Não compensa a vida que arrisco aqui pra proteger esse seu patrimônio que dá mil vezes meu salário. Em dez encarnações.

Ou a úlcera que explode em meu estômago todas as vezes que pede uma pizza e eu não tenho grana nem pra pagar uma coxinha.

Muito menos a dor nas pernas que sinto enquanto você estica as suas na beira da piscina.

Esta caixinha não é de natal. Ela é minha vontade de transformá-la no seu caixão.

9.12.08

 
A Bienal hoje é um tobogã de emoções

(ou A Bienal do Vazio)


A nível de arte, não há nada mais substancialmente substancioso e substancial do que eu... digo, nós fizemos.

Esse andar vazio, criticado por quem não tem o mínimo de cultura estética, representa uma revolução, no sentido em que permite que o espectador, após visitar a riqueza cultural exposta, dialogue com o espaço num ambiente propício pra ruminar as miríades de conceitos vanguardísticos aqui apreendidos.

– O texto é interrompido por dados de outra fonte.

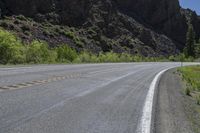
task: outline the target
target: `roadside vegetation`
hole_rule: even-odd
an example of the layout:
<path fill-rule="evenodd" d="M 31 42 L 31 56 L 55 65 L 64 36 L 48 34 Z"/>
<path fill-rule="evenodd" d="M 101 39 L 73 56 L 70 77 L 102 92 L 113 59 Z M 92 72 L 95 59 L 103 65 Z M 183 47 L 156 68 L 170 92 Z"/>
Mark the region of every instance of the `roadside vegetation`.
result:
<path fill-rule="evenodd" d="M 196 55 L 199 56 L 200 54 L 198 53 Z M 114 53 L 112 51 L 106 53 L 91 53 L 86 50 L 78 52 L 67 44 L 61 44 L 58 47 L 51 48 L 47 42 L 41 40 L 33 40 L 32 42 L 24 43 L 11 32 L 0 29 L 0 64 L 115 63 L 193 60 L 193 56 L 186 56 L 186 54 L 170 57 L 144 57 L 141 55 L 131 55 L 129 53 Z"/>
<path fill-rule="evenodd" d="M 200 66 L 187 66 L 178 69 L 186 81 L 185 94 L 193 97 L 200 105 Z"/>

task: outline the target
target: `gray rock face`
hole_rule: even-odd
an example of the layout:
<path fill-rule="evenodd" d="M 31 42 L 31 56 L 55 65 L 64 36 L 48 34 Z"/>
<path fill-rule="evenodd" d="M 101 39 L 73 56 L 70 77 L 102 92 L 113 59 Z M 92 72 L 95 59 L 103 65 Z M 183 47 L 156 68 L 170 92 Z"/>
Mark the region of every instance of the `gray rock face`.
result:
<path fill-rule="evenodd" d="M 134 54 L 137 47 L 146 56 L 176 54 L 187 32 L 178 0 L 0 0 L 0 8 L 2 15 L 22 14 L 37 22 L 96 27 L 91 38 L 103 51 L 128 47 Z M 197 29 L 199 20 L 193 18 Z"/>

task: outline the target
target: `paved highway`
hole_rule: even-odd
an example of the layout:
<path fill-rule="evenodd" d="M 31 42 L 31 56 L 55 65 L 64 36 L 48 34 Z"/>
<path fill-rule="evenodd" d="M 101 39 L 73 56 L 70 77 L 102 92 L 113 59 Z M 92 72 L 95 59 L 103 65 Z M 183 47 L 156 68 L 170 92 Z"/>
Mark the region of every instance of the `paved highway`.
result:
<path fill-rule="evenodd" d="M 142 122 L 150 124 L 145 106 L 152 102 L 147 98 L 152 81 L 162 70 L 177 66 L 180 63 L 0 68 L 0 133 L 148 133 Z"/>

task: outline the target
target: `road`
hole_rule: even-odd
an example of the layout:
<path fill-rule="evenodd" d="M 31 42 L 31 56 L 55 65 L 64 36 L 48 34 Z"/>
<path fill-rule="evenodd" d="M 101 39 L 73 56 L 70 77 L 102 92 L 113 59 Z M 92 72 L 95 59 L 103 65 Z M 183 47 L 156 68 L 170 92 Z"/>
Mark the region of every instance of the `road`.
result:
<path fill-rule="evenodd" d="M 0 133 L 141 132 L 153 79 L 177 66 L 180 63 L 0 68 Z"/>

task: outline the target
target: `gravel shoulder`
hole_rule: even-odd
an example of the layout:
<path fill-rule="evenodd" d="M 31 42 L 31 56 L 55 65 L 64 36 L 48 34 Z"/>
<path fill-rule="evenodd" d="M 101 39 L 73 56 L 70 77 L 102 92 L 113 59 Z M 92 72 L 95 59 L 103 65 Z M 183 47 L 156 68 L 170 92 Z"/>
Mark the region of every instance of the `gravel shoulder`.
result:
<path fill-rule="evenodd" d="M 200 107 L 184 94 L 185 83 L 176 69 L 160 79 L 154 128 L 156 133 L 199 133 Z"/>

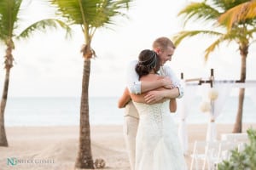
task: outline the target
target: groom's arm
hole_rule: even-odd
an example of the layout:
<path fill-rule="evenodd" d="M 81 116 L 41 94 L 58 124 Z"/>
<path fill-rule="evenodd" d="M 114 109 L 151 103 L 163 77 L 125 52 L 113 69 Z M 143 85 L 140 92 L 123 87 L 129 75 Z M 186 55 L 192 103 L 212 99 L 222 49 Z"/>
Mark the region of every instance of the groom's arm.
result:
<path fill-rule="evenodd" d="M 155 104 L 164 99 L 175 99 L 179 96 L 179 90 L 177 88 L 172 89 L 165 89 L 161 91 L 152 90 L 147 93 L 144 99 L 147 104 Z"/>

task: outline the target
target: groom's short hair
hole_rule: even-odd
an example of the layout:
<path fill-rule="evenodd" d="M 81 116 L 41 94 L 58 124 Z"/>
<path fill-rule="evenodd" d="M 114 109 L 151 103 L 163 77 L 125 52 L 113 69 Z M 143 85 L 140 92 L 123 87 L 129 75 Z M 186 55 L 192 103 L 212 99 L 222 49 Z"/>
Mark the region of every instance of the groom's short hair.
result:
<path fill-rule="evenodd" d="M 153 49 L 160 48 L 161 50 L 166 50 L 168 47 L 172 47 L 173 49 L 176 48 L 173 42 L 166 37 L 159 37 L 153 42 Z"/>

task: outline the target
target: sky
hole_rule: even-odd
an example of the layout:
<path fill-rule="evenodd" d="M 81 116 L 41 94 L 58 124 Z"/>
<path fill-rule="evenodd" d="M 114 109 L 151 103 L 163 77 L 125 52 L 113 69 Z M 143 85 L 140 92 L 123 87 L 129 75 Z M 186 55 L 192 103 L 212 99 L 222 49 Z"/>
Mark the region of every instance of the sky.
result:
<path fill-rule="evenodd" d="M 30 2 L 30 3 L 29 3 Z M 97 58 L 91 60 L 90 96 L 120 96 L 125 87 L 125 68 L 136 60 L 140 51 L 151 48 L 159 37 L 168 37 L 183 30 L 201 29 L 196 22 L 183 25 L 177 13 L 190 1 L 137 0 L 127 15 L 118 17 L 111 29 L 96 31 L 92 48 Z M 200 2 L 200 1 L 199 1 Z M 26 0 L 22 6 L 20 26 L 25 28 L 36 20 L 50 18 L 53 11 L 41 0 Z M 11 69 L 9 96 L 10 97 L 80 97 L 84 60 L 79 53 L 84 43 L 81 29 L 73 27 L 73 37 L 65 38 L 61 30 L 36 32 L 29 39 L 15 41 L 13 52 L 15 65 Z M 17 31 L 19 32 L 19 31 Z M 223 43 L 204 63 L 204 49 L 211 44 L 208 37 L 183 41 L 176 49 L 171 62 L 166 63 L 177 76 L 207 78 L 214 69 L 215 79 L 234 80 L 240 77 L 241 57 L 236 43 Z M 256 48 L 249 48 L 247 79 L 256 79 Z M 5 48 L 0 44 L 0 55 Z M 4 74 L 3 57 L 0 58 L 0 94 Z"/>

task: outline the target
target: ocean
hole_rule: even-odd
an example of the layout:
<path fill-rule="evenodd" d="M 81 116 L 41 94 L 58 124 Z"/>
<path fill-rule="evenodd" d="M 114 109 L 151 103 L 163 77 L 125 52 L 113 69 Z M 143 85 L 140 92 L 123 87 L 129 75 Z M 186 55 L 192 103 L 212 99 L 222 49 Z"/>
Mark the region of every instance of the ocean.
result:
<path fill-rule="evenodd" d="M 116 97 L 90 97 L 90 122 L 91 125 L 123 124 L 124 109 L 117 107 Z M 201 99 L 190 103 L 187 123 L 207 123 L 209 116 L 200 110 Z M 217 123 L 234 123 L 237 110 L 237 97 L 230 97 Z M 178 105 L 177 105 L 178 107 Z M 73 126 L 79 124 L 80 98 L 30 97 L 9 98 L 5 109 L 5 126 Z M 243 122 L 256 122 L 256 106 L 246 97 L 243 108 Z M 172 114 L 177 123 L 177 112 Z"/>

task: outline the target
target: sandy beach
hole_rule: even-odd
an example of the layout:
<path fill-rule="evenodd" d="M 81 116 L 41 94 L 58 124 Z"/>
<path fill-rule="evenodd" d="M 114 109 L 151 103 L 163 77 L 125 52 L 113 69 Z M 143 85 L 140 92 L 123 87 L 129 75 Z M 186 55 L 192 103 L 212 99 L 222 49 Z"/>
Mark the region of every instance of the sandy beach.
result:
<path fill-rule="evenodd" d="M 244 124 L 243 132 L 256 123 Z M 232 124 L 217 124 L 218 138 L 230 133 Z M 94 160 L 102 158 L 108 170 L 129 170 L 121 125 L 91 126 Z M 9 127 L 6 128 L 9 147 L 0 147 L 0 169 L 70 170 L 74 169 L 77 156 L 79 127 Z M 195 140 L 206 138 L 207 124 L 189 124 L 189 154 Z M 21 160 L 21 163 L 8 165 L 8 159 Z M 186 156 L 189 166 L 190 158 Z"/>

Nesse sentido, criei, ou melhor, criamos uma inovação ímpar na história das artes. Venho gente do Tate, do Guggenheim e do Pompidou pedir pra copiar a idéia. Autorizamos? Claro que não! Só por milhões em royalties.

O tobogã? Ah, é a obra-síntese desta bienal. Nele o público vira objeto da própria instalação, reciclando os conhecimentos e vivendo um tobogã de emoções culturais. Venho gente da Disney, do Hopi Hari e do Circo Vostok querer fazer igual.

Por isso, repito: a “Bienal do Vazio” sai das críticas para entrar pra história!

2.12.08

 
A gente não se bate muito


Eu só cuido da filha dela. Ela mora por aí, com umas pessoas estranhas. Quase não vem visitar a menina. A coitada já me chama de mãe e às vezes até se esquece da outra. Mas lembrar também pra quê? Não contribui com nada. Não dá presente. Não aparece nem no aniversário. Mal repassa a grana da pensão do pai. Que também é outro desajustado. Torra quase tudo em cigarro e em barzinho. E eu fico aqui. A trouxa. Cuidando. Dando de comer. Lavando fralda suja e roupa pra fora para sustentar a casa. Como fiz a vida inteira. As coisas são assim, né? Olha, falando nisso, eu tô com uma panela no fogo. Tenho que desligar. Não tenho o celular novo dela, não. A gente não se bate muito. Aliás, bati muito nela quando ela era criança. Adiantou? Nada. Taí, batendo cabeça na vida. Você quer mesmo falar com ela? Sei lá, moço, tanta garota boa nesse mundo. Respeitadora. De igreja. Você parece ser uma pessoa de bem. Tá interessado logo na minha filha?